Team Nepal gained the ODI status largely on the back of his consistent performances in the ICC World Cricket League Division 2 in Namibia and the ICC Cricket World Cup Qualifiers in Zimbabwe. All the cricket administrators and fans alike forgot those contributions. But he has clung on to perseverance and focus, while making sure he does not get carried away. It will be wrong “to label me the man of big occasions,” Khadka told the Post after the historic series win over the UAE last Monday. “As long as I play as a cricketer, I will try to put in my best,” he said.
Former national team captain Binod Das, a long-time mate of Khadka, says the skipper is a man of fine mettle. “I don’t think he gets bogged down by things that go against him,” Das told the Post. “He is performing and that’s why he is fighting for justice,” said Das who was succeeded by Khadka as skipper a decade ago. “He’s the best one we have had so far.”

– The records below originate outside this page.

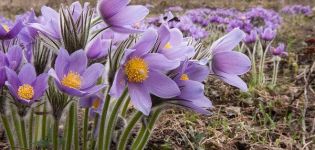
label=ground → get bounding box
[0,0,315,150]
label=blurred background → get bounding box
[0,0,315,17]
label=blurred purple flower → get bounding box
[0,19,24,40]
[158,25,195,60]
[6,64,48,105]
[210,28,251,91]
[48,48,105,96]
[260,28,277,41]
[270,43,288,57]
[110,29,180,115]
[98,0,149,33]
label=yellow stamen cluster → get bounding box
[180,73,189,81]
[2,24,10,32]
[92,99,101,109]
[61,71,81,89]
[164,42,172,49]
[125,57,149,83]
[18,84,35,100]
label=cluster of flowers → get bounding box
[147,7,281,39]
[281,5,313,16]
[0,0,251,149]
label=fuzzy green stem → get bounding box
[118,111,142,150]
[132,108,162,150]
[53,119,59,150]
[65,104,75,150]
[1,114,15,150]
[97,87,110,150]
[42,103,47,139]
[11,106,24,147]
[73,104,79,150]
[82,108,90,150]
[20,118,28,149]
[28,109,34,149]
[89,114,99,150]
[104,90,128,150]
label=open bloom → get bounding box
[0,46,23,88]
[98,0,149,33]
[110,30,180,115]
[158,25,195,60]
[80,93,104,116]
[48,48,105,96]
[210,28,251,91]
[163,61,212,114]
[6,64,48,105]
[0,19,24,40]
[270,43,288,57]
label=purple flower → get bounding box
[260,28,276,41]
[80,93,104,116]
[158,25,195,60]
[48,48,105,96]
[165,61,212,114]
[29,6,61,39]
[270,43,288,57]
[243,30,257,44]
[85,37,111,59]
[110,30,180,115]
[0,19,24,40]
[6,64,48,105]
[210,28,251,91]
[98,0,149,33]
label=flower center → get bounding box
[2,24,10,32]
[61,71,81,89]
[18,84,34,100]
[92,99,101,109]
[125,57,149,83]
[180,73,189,81]
[164,42,172,49]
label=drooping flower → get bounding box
[6,64,48,105]
[270,43,288,57]
[110,30,180,115]
[80,93,104,116]
[48,48,105,96]
[98,0,149,33]
[210,28,251,91]
[0,19,24,40]
[158,61,212,114]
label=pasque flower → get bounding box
[110,29,180,115]
[0,19,24,40]
[6,64,48,105]
[162,61,212,114]
[0,46,23,88]
[158,24,195,60]
[270,43,288,57]
[260,27,276,41]
[48,48,105,96]
[210,28,251,91]
[98,0,149,33]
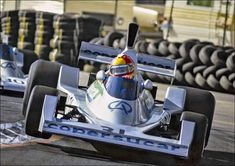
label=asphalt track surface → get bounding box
[0,77,235,166]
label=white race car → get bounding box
[23,23,215,160]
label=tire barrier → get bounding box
[34,11,55,60]
[0,10,19,47]
[17,10,36,50]
[49,14,77,65]
[49,14,101,68]
[90,34,235,93]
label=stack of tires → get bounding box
[0,10,19,47]
[88,33,235,93]
[49,14,77,65]
[83,31,124,73]
[17,10,36,50]
[76,16,101,72]
[34,12,55,60]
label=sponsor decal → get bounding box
[7,78,25,85]
[0,62,16,70]
[44,122,184,151]
[0,121,35,144]
[108,100,132,115]
[87,81,103,102]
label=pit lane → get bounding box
[0,84,235,165]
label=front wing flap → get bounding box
[39,96,195,158]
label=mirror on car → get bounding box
[96,70,106,81]
[143,79,153,91]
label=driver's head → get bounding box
[109,54,135,79]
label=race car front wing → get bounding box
[39,95,195,158]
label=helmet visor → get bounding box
[110,65,134,75]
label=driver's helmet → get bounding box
[109,54,135,79]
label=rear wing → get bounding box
[79,42,176,77]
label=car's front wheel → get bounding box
[25,85,58,139]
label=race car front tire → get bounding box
[25,85,58,139]
[22,60,61,116]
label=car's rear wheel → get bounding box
[25,85,58,139]
[22,60,61,116]
[181,111,208,161]
[180,87,215,146]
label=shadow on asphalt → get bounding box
[37,143,235,166]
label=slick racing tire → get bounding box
[178,87,215,146]
[25,85,57,139]
[22,60,61,116]
[181,111,208,161]
[19,49,38,74]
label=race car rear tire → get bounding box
[181,111,208,161]
[22,60,61,116]
[181,87,215,146]
[25,85,57,139]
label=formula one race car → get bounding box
[0,44,37,92]
[22,23,215,160]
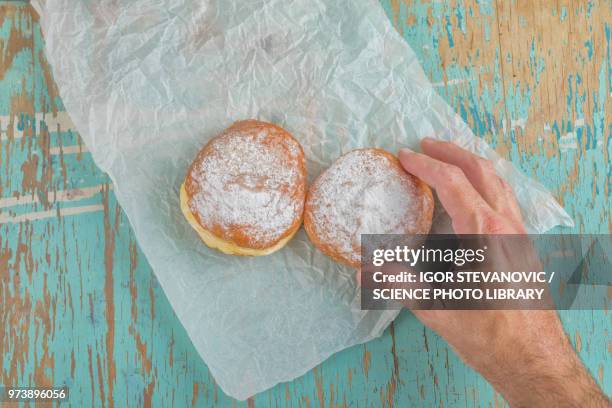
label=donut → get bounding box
[180,120,306,256]
[304,148,434,267]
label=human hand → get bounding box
[392,139,609,407]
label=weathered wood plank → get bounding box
[0,0,612,407]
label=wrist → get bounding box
[476,311,608,407]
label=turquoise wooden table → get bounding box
[0,0,612,407]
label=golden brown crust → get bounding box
[304,148,434,268]
[184,120,306,250]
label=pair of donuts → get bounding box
[180,120,433,267]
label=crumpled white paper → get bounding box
[34,0,572,399]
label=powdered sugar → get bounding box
[190,122,305,247]
[308,149,421,262]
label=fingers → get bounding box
[399,149,495,234]
[421,138,522,224]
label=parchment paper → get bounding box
[34,0,571,399]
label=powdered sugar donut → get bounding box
[304,149,434,267]
[181,120,306,256]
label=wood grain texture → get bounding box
[0,0,612,407]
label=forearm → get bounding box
[480,312,610,408]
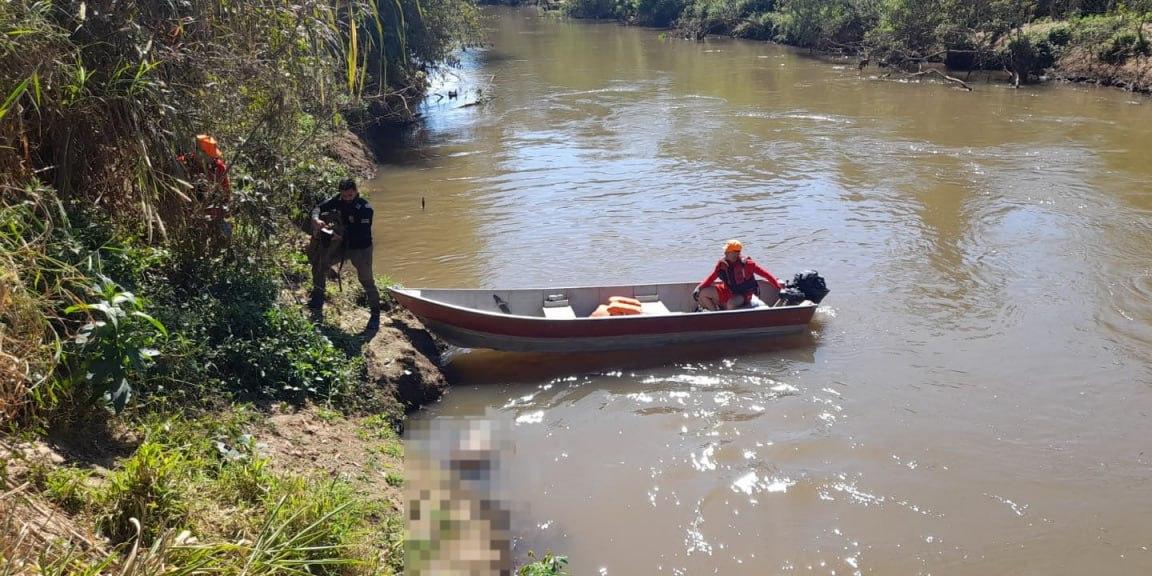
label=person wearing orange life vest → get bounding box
[176,134,232,231]
[692,240,780,310]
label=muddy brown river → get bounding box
[370,9,1152,576]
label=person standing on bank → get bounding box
[309,180,380,331]
[692,240,780,310]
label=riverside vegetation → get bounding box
[0,0,518,575]
[548,0,1152,92]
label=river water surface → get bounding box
[369,9,1152,575]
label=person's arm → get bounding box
[312,195,340,232]
[751,262,780,290]
[696,266,720,290]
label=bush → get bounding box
[516,551,568,576]
[563,0,621,18]
[1097,30,1150,65]
[219,306,363,406]
[99,441,188,545]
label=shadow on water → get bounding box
[444,324,820,385]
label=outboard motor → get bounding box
[780,270,828,304]
[779,282,808,306]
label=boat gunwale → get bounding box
[387,282,819,323]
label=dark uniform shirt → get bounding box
[312,194,373,250]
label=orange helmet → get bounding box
[196,134,220,158]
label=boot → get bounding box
[308,293,324,321]
[364,310,380,332]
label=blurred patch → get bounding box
[404,418,511,575]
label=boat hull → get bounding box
[389,285,817,353]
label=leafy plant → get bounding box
[100,441,188,544]
[65,275,168,412]
[516,551,568,576]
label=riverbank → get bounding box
[0,0,473,575]
[550,0,1152,93]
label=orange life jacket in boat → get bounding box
[717,258,760,296]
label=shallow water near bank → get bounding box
[367,9,1152,575]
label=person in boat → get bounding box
[692,240,780,310]
[309,180,380,331]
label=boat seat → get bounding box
[636,294,672,314]
[544,296,576,320]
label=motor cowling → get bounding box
[780,270,829,304]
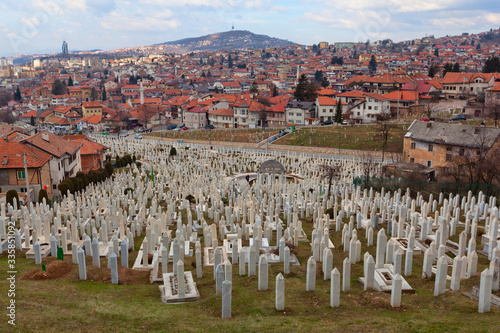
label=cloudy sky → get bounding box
[0,0,500,56]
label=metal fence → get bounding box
[353,176,500,200]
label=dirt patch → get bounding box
[347,291,409,311]
[72,265,151,285]
[21,257,150,285]
[270,243,298,256]
[21,260,75,281]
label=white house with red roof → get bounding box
[315,96,347,122]
[182,105,207,129]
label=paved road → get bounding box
[135,136,392,162]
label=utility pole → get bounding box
[398,90,399,120]
[16,153,29,200]
[338,132,342,155]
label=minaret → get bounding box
[141,80,144,105]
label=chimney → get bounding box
[141,80,144,105]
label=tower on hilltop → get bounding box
[62,41,69,55]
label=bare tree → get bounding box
[360,151,377,185]
[375,113,397,167]
[425,91,441,118]
[446,127,500,185]
[319,163,342,196]
[257,109,267,128]
[490,102,500,128]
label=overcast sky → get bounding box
[0,0,500,56]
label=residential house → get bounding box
[74,114,104,132]
[403,120,500,173]
[20,131,82,196]
[82,102,102,117]
[285,101,316,125]
[182,105,207,129]
[441,72,495,98]
[315,96,347,122]
[0,141,52,202]
[337,90,391,124]
[233,94,253,128]
[266,100,288,126]
[208,109,234,128]
[384,91,419,117]
[63,135,107,173]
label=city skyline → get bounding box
[0,0,500,56]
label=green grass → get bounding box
[0,211,500,332]
[145,129,279,143]
[274,124,409,153]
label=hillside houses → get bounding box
[0,29,500,131]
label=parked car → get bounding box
[450,114,466,121]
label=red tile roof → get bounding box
[0,142,52,169]
[20,132,80,158]
[208,109,234,117]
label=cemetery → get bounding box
[0,136,500,332]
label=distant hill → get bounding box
[153,30,297,52]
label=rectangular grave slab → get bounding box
[132,250,158,271]
[168,241,193,262]
[391,237,422,255]
[26,244,50,259]
[159,271,200,304]
[250,238,269,247]
[203,246,227,267]
[358,264,415,294]
[260,247,300,266]
[462,286,500,308]
[224,239,242,257]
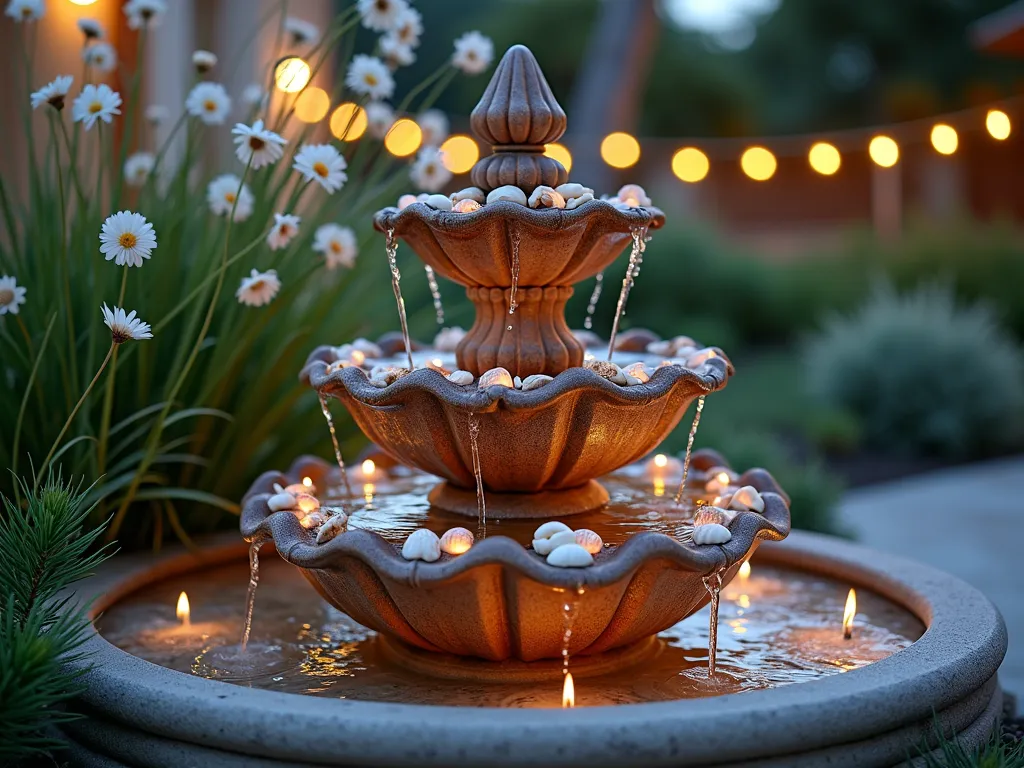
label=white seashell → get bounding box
[266,493,298,512]
[575,528,604,555]
[316,511,348,544]
[449,186,487,205]
[487,184,527,206]
[522,374,554,392]
[565,193,594,211]
[529,184,565,208]
[729,485,765,512]
[693,522,732,546]
[401,528,441,562]
[447,371,473,387]
[548,544,594,568]
[423,195,452,211]
[479,367,515,389]
[440,528,474,555]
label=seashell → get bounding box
[445,371,473,387]
[548,544,594,568]
[316,510,348,544]
[423,195,452,211]
[528,184,565,208]
[449,186,487,205]
[487,184,527,206]
[478,367,515,389]
[440,528,474,555]
[623,362,651,384]
[401,528,441,562]
[693,522,732,546]
[266,486,298,512]
[522,374,554,392]
[452,200,481,213]
[575,528,604,555]
[615,184,650,208]
[728,485,765,512]
[565,193,594,211]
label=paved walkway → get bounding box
[840,457,1024,696]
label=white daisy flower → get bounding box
[285,16,319,45]
[78,18,103,40]
[231,120,288,171]
[99,303,153,344]
[234,269,281,306]
[452,31,495,75]
[416,110,449,146]
[292,144,348,193]
[122,0,167,30]
[31,75,75,111]
[357,0,409,32]
[345,53,394,98]
[185,83,231,125]
[206,173,255,221]
[266,213,302,251]
[125,152,157,186]
[366,101,395,139]
[4,0,46,23]
[193,50,217,75]
[409,146,452,191]
[313,224,359,269]
[0,274,26,314]
[71,83,121,130]
[99,211,157,266]
[82,41,118,75]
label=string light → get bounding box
[601,131,640,168]
[739,146,778,181]
[867,135,899,168]
[932,123,959,155]
[672,146,711,184]
[807,141,843,176]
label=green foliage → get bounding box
[805,285,1024,458]
[0,473,110,765]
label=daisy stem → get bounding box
[32,339,118,493]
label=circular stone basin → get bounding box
[63,531,1006,766]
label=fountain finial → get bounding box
[470,45,568,195]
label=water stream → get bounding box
[384,228,416,371]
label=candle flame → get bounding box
[562,672,575,710]
[174,592,191,627]
[843,589,857,640]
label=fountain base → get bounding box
[427,480,608,520]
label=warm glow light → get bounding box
[601,131,640,168]
[867,136,899,168]
[331,101,369,141]
[439,135,480,173]
[739,146,778,181]
[807,141,843,176]
[544,142,572,173]
[174,592,191,627]
[384,118,423,158]
[672,146,711,184]
[932,123,959,155]
[295,86,331,123]
[843,590,857,640]
[273,56,311,93]
[985,110,1011,141]
[562,672,575,710]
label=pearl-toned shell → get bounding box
[548,544,594,568]
[487,184,528,206]
[574,528,604,555]
[401,528,441,562]
[440,527,475,555]
[693,522,732,547]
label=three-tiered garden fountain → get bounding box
[66,46,1006,766]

Das describes Khadka as a person full of self-belief. “This led him to this level of greatness.”
When Nepal lost to the UAE in the first game after being bundled out for 113 runs—their lowest one-day international total—there were calls that Khadka, who had scored 20, relinquished his captaincy.
Nepal staged a brilliant comeback with a thumping victory over the Emiratis to level the series at 1-1, but Khadka could only muster 21 runs in the game. He needed a big innings in the third and final game—not only to win the series but also to steer clear of a barrage of criticisms he could have faced in the event of yet another failure.
After bowling 10 overs with his medium pace in the first innings and taking two wickets, Khadka returned with the bat and occupied the crease for almost two and a half hours. Despite cramps that required medical intervention three times, Khadka scored his and country’s first ton.
“I don’t need to reinvent myself,” said Khadka. “I have been playing for the national team for the last 14-15 years; if I still have to prove it, it’s not worth it.”
What makes Khadka hold his ground?
“His attitude towards life—and the game,” Das told the Post.
“This is what gives him so much of confidence—to shake off all that is happening off the field. To perform at the highest level, you need to have a certain level of belief in your skill. He has plenty of self-belief.”